Wichtigkeit der Chöre
Es war eine Szene, die einen im Innersten erschaudern ließ. Ein Moment, der sich einbrannte, den man nicht so einfach wieder abschütteln konnte. Aber auch ein Moment, der polarisierte und das Publikum in seinen Haltungen und Reaktionen spalten konnte. Insofern war es auch ein für Ulrich Rasche und sein Theater typischer Augenblick, einer, der ins Innerste seiner ganz eigenen Ästhetik führt. Chöre spielen in fast allen Arbeiten von ihm eine zentrale Rolle. Oft sind es wie bei »Nathan der Weise« Gruppen von jungen Männern, seltener auch Frauen, die zu einer Art von Mob verschmelzen.
Im Gespräch über die düsteren und bedrohlichen Aspekte seiner Chöre kommt der 1969 in Bochum geborene Regisseur schnell auf seine Inszenierung von Friedrich Schillers »Die Räuber« zu sprechen, die 2016 im September am Münchner Residenztheater Premiere hatte und 2017 zum Berliner Theatertreffen eingeladen wurde, dort aber nicht gezeigt werden konnte. »Ich glaube, das Theater kann die brutale Gewalt, die in ‚Die Räuber‘ von einer Gruppe Männer ausgeht, als einen körperlichen Vorgang verdeutlichen.

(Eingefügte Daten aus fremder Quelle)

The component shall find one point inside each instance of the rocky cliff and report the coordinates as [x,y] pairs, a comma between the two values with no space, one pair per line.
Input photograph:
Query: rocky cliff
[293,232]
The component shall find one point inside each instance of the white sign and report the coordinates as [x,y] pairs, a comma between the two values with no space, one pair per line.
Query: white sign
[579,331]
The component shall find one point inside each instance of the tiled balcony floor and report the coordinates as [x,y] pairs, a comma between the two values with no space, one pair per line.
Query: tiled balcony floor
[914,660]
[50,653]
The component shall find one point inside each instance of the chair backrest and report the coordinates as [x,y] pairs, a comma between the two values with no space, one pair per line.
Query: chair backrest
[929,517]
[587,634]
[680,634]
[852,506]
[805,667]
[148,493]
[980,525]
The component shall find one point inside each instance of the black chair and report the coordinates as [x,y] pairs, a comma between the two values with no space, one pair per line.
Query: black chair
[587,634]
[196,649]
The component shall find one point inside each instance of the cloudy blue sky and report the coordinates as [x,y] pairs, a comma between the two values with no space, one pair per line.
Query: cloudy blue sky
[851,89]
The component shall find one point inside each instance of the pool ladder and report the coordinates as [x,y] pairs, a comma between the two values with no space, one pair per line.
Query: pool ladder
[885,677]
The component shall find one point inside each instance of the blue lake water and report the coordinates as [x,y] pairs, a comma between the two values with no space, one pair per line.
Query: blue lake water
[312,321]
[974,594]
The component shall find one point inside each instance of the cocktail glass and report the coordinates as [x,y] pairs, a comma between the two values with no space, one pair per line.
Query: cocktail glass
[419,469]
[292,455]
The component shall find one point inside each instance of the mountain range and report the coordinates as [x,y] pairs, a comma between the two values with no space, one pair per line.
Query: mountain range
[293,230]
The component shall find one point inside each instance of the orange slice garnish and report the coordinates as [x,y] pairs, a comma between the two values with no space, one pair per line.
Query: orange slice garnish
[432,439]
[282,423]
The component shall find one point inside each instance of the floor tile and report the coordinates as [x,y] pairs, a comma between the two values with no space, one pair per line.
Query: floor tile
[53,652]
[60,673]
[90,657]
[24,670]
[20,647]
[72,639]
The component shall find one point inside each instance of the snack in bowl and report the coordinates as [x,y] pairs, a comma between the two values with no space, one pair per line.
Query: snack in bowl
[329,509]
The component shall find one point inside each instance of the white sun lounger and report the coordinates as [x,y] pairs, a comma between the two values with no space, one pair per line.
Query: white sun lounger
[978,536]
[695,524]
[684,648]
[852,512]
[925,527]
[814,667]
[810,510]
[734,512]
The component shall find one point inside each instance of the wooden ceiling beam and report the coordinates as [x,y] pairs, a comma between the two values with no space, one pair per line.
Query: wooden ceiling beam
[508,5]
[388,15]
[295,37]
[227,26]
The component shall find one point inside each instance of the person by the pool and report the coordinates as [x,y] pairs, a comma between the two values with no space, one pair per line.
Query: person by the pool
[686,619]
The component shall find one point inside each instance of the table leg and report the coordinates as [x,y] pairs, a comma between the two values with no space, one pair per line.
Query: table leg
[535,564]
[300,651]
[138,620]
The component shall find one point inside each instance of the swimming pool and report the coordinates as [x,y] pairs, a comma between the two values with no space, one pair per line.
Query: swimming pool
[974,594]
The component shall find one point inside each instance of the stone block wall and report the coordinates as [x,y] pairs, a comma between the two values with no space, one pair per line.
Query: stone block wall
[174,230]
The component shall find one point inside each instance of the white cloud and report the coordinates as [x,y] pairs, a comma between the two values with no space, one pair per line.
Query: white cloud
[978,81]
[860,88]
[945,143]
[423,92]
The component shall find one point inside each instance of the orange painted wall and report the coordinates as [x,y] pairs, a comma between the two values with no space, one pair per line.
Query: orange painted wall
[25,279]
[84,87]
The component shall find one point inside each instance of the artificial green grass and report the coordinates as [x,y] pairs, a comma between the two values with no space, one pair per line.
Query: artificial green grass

Es kann zeigen, dass das Ganze letztlich in den Abgrund führt. Das ist eine Erfahrung, die helfen kann, auf Entwicklungen im realen Leben reagieren zu können.«
Diese Überzeugung, die zugleich auch eine Wette auf die Macht der Kunst und des Theaters ist, erfüllte nicht nur »Die Räuber«. Sie war ebenso die treibende Kraft hinter seiner Dresdener Inszenierung von Ágota Kristófs »Das große Heft«, seiner Annäherung an Georg Büchners »Leonce und Lena« am Deutschen Theater in Berlin und den von antisemitischen Haltungen geprägten Chorszenen in »Nathan der Weise«. Die teils schmerzliche, teils einfach überwältigende Konsequenz, mit der Rasche die Abgründe menschlichen Handelns und Denkens auf die Bühne bringt, besticht erst einmal durch ihre formale Brillanz. Seine Chöre skandieren ihre Texte nicht nur mit einer Präzision, die jeder einzelnen Silbe Bedeutung verleiht. Sie sind dazu auch noch ständig in Bewegung. Die Konstruktionen aus Laufbändern, früher bei Inszenierungen wie »Die Räuber« oder »Woyzeck« am Theater Basel, und aus oftmals mehreren, sich gegenläufig bewegenden Drehscheiben, die Rasches von ihm selbst entworfene Bühnenbauten und -Bilder prägen, erzeugen neben dem sprachlichen Rhythmus der Chorpassagen auch einen Bewegungsrhythmus. Die einzelnen Körper werden nicht nur ein gemeinsamer (Bühnen-)Körper. Sie akzentuieren durch ihre Schrittfolgen auch die Texte, verstärken Betonungen und forcieren Zuspitzungen.
Diese Art der Körper- und Sprechchoreografien ist zum Erkennungsmerkmal von Rasches Inszenierungen geworden. Aber sie sind weit mehr als nur eine Handschrift. In ihnen findet seine von 2500 Jahren Bühnen- und Dramengeschichte inspirierte Idee von Theater ihren stilistischen Ausdruck. »Die Katharsis ist ein wesentliches Argument für das Theater, und ich glaube nicht, dass wir uns das nehmen lassen sollten.« Mit diesem Bekenntnis präsentiert sich Rasche, der in Bochum Kunstgeschichte studierte, als Traditionalist, was ihn zu einem Außenseiter unter den Regisseur*innen macht, die im Moment die deutschsprachige Theaterlandschaft prägen.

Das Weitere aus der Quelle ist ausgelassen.